Des rires éclatèrent dans la foule.

La cohue augmentait ; les gens se serraient les uns contre les autres dans la ruelle ; muets, ils tendaient le cou et se dressaient sur la pointe des pieds.

André éleva la voix.

— À l’étranger, les ouvriers ont déjà compris cette simple vérité. Et aujourd’hui, par cette claire journée du Premier Mai, les travailleurs fraternisent. Ils laissent leur ouvrage et sortent dans les rues des villes pour se voir, pour mesurer leur grande force. Ils vivent d’un seul cœur aujourd’hui, parce que tous les cœurs ont conscience de la force du peuple ouvrier, parce que l’amitié les rapproche et que chacun est prêt à sacrifier sa vie en luttant pour le bonheur de tous, pour la liberté et la justice pour tous !

— La police, cria quelqu’un.

Dix gendarmes à cheval tournèrent le coin de l’étroite ruelle ; ils se dirigeaient droit sur la foule en agitant leur fouet et en criant :

— Circulez !

— Qu’est-ce que ces conversations ?

— Qui parlait ?…

Les visages s’assombrirent ; les gens s’écartaient de mauvais gré pour laisser passer les chevaux. Quelques personnes grimpèrent sur les palissades. Puis des railleries se firent entendre.

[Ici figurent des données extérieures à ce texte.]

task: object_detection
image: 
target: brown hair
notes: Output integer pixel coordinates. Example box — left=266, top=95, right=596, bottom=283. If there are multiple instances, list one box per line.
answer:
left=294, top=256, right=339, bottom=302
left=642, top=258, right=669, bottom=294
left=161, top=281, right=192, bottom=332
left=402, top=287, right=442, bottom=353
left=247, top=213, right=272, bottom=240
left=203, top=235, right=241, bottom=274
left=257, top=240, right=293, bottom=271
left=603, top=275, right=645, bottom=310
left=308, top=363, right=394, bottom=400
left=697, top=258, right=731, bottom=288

— On a mis des porcs sur des chevaux, et ils grognent : — Nous aussi nous sommes de grands chefs ! cria une voix.

Le Petit-Russien seul était resté au milieu de la rue. Deux chevaux marchèrent sur lui en secouant la tête. Il fit un bond de côté ; en même temps, la mère, le saisit par le bras et l’entraîna en grommelant :

— Tu as promis de rester avec Pavel, et tu es le premier à t’exposer seul !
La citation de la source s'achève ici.